Comandante-geral da Brigada Militar, o Cláudio dos Santos Feoli reforça a necessidade de as crianças e adolescentes serem protegidos pelos pais, responsáveis e por toda a comunidade, inclusive escolar.
— Não apenas os órgãos de segurança, mas toda a sociedade deve estar atenta. A rede de atendimento e proteção prevê um trabalho integrado dos órgãos de segurança, Conselho Tutelar, espaços educacionais, sistema de saúde e assistência social, entre outros. Por estarem em situação de desenvolvimento físico e psicológico, muitas vezes as crianças não têm discernimento para reconhecer que podem estar prestes a ser vítimas de uma violência — afirma.
Em relação à Brigada Militar, segundo Feoli, a orientação é que qualquer pessoa que suspeite ou identifique que uma criança ou adolescente esteja sendo vítima de abuso ou exploração sexual, ligue imediatamente ao 190 e informe a situação.
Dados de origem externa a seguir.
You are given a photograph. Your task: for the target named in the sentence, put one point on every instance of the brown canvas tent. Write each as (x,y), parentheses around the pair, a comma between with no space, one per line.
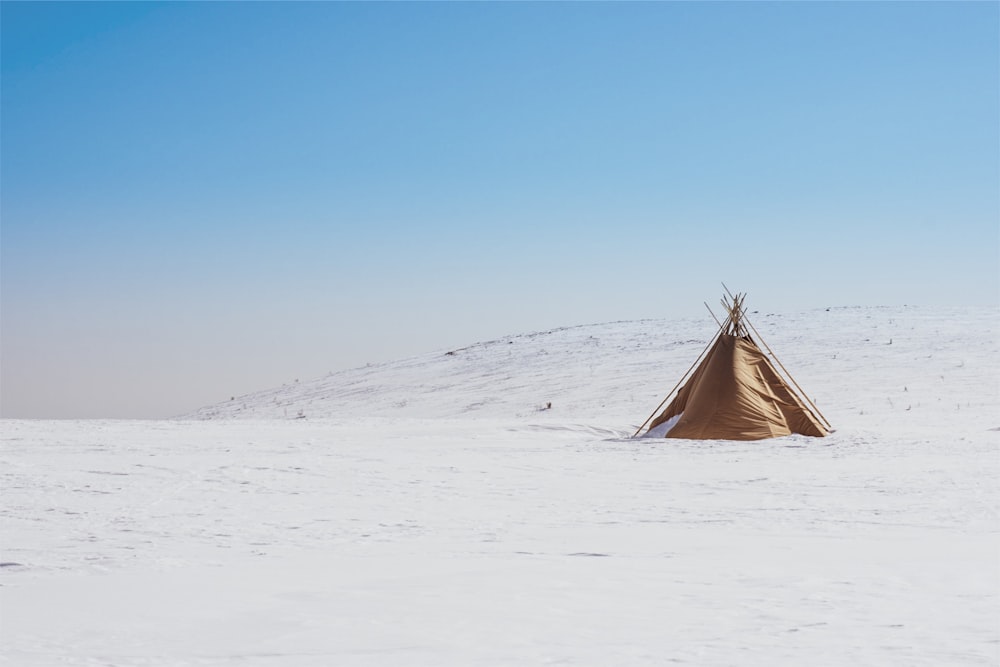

Mesmo quando seja mera desconfiança, é importante estar atento às mudanças comportamentais da criança. Quando não encontra o amparo na família, normalmente ela dá sinais de que algo não está bem no ambiente escolar
CLÁUDIO DOS SANTOS FEOLI
Comandante-geral da BM
Uma das ações desenvolvidas pela BM nas escolas é o Programa Educacional de Resistência às Drogas e à Violência (Proerd), considerada também uma forma de aproximação entre os policiais e o ambiente escolar.
— Não raras vezes, durante o trabalho desenvolvido, as crianças e adolescentes conseguem encontrar no policial, a confiança para denunciar algum abuso ou violência que esteja sendo vítima. Nesse ambiente, os policiais integrados à comunidade escolar, conseguem orientar e buscar o mecanismo de proteção mais adequado para cada caso que venha à tona — diz o comandante.